有几千个报告一直格式化我需要提取的表格数据。
Have a few ideas, but thought I'd post to see if there's a better way to do this than what I'm thinking; which is to extract the tabular data, create a new file for it, then parse that data as a tabular file.
有一些想法,但我想发布一下,看看有没有比我想的更好的方法呢?这是提取表格数据,为其创建一个新文件,然后将该数据解析为表格文件。
Here's a sample input and output, where the output read and written row by row to a database.
这是一个示例输入和输出,其中输出读取和逐行写入数据库。
INPUT_FILE
输入文件
MiscText MiscText MiscText
MiscText MiscText MiscText
MiscText MiscText MiscText
SubHeader
PASS 1283019238 alksdjalskdjl
FAIL 102310928301 kajdlkajsldkaj
PASS 102930192830 aoisdajsdoiaj
PASS 192830192301 jiasdojoasi
MiscText MiscText MiscText
MiscText MiscText MiscText
MiscText MiscText MiscText
OUTPUT (read/write row-by-row from text-file to DB)
OUTPUT(从文本文件到DB逐行读/写)
ROW-01{column01,column02,column03}
...
ROW-nth{column01,column02,column03}
3 个解决方案
#1
2
Recognizing when to start processing tabular data is easy. You've got the marker line. The difficulty is recognizing when to stop processing data. You can apply the heuristics of stopping to process data when the split
doesn't yield the expected result.
识别何时开始处理表格数据很容易。你有标记线。困难在于识别何时停止处理数据。当拆分未产生预期结果时,您可以应用停止的启发式处理数据。
use strict;
use warnings;
my $tab_data;
my $num_cols;
while ( <> ) {
$tab_data = 1, next if $_ eq "SubHeader\n";
next unless $tab_data;
chomp;
my @cols = split /\t/;
$num_cols ||= scalar @cols;
last if $num_cols and $num_cols != scalar @cols;
print join( "\t", @cols ), "\n";
}
Save as etd.pl
(etd = extract tabular data, what did you think?), and call it like this from the command line:
保存为etd.pl(etd =提取表格数据,你怎么看?),并从命令行调用它:
perl etd.pl < your-mixed-input.txt
#2
1
If you know how to extract data, why create a new file instead of processing it immediately?

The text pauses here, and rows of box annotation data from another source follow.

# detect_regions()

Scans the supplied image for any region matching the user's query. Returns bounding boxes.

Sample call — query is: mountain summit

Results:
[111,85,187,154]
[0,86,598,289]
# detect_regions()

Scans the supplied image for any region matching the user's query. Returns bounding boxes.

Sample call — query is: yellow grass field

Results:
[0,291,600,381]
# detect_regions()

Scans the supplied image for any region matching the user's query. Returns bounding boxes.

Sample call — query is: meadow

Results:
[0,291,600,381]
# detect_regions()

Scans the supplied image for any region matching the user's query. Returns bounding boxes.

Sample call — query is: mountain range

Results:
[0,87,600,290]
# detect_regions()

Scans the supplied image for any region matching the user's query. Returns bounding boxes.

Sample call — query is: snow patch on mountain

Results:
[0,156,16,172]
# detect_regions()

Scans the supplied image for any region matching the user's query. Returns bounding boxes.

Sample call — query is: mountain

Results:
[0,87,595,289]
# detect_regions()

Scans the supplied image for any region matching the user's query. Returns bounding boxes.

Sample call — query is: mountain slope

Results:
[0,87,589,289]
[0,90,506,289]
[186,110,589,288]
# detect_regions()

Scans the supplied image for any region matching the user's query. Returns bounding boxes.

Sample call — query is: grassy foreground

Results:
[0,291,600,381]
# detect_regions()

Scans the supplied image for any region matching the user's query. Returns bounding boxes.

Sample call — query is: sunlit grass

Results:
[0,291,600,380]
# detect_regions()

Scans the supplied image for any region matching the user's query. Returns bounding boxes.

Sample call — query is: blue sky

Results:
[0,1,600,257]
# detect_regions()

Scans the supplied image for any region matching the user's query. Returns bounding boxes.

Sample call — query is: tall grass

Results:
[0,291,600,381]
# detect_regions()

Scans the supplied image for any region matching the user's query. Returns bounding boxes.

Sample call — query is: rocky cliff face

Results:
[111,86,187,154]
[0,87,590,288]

如果您知道如何提取数据,为什么要创建新文件而不是立即处理它?
#3
0
In case this is a fixed width data, I would strongly suggest using unpack
or plain old substr
.
如果这是一个固定宽度的数据,我强烈建议使用unpack或plain old substr。
#1
2
Recognizing when to start processing tabular data is easy. You've got the marker line. The difficulty is recognizing when to stop processing data. You can apply the heuristics of stopping to process data when the split
doesn't yield the expected result.
识别何时开始处理表格数据很容易。你有标记线。困难在于识别何时停止处理数据。当拆分未产生预期结果时,您可以应用停止的启发式处理数据。
use strict;
use warnings;
my $tab_data;
my $num_cols;
while ( <> ) {
$tab_data = 1, next if $_ eq "SubHeader\n";
next unless $tab_data;
chomp;
my @cols = split /\t/;
$num_cols ||= scalar @cols;
last if $num_cols and $num_cols != scalar @cols;
print join( "\t", @cols ), "\n";
}
Save as etd.pl
(etd = extract tabular data, what did you think?), and call it like this from the command line:
保存为etd.pl(etd =提取表格数据,你怎么看?),并从命令行调用它:
perl etd.pl < your-mixed-input.txt
#2
1
If you know how to extract data, why create a new file instead of processing it immediately?
如果您知道如何提取数据,为什么要创建新文件而不是立即处理它?
#3
0
In case this is a fixed width data, I would strongly suggest using unpack
or plain old substr
.
如果这是一个固定宽度的数据,我强烈建议使用unpack或plain old substr。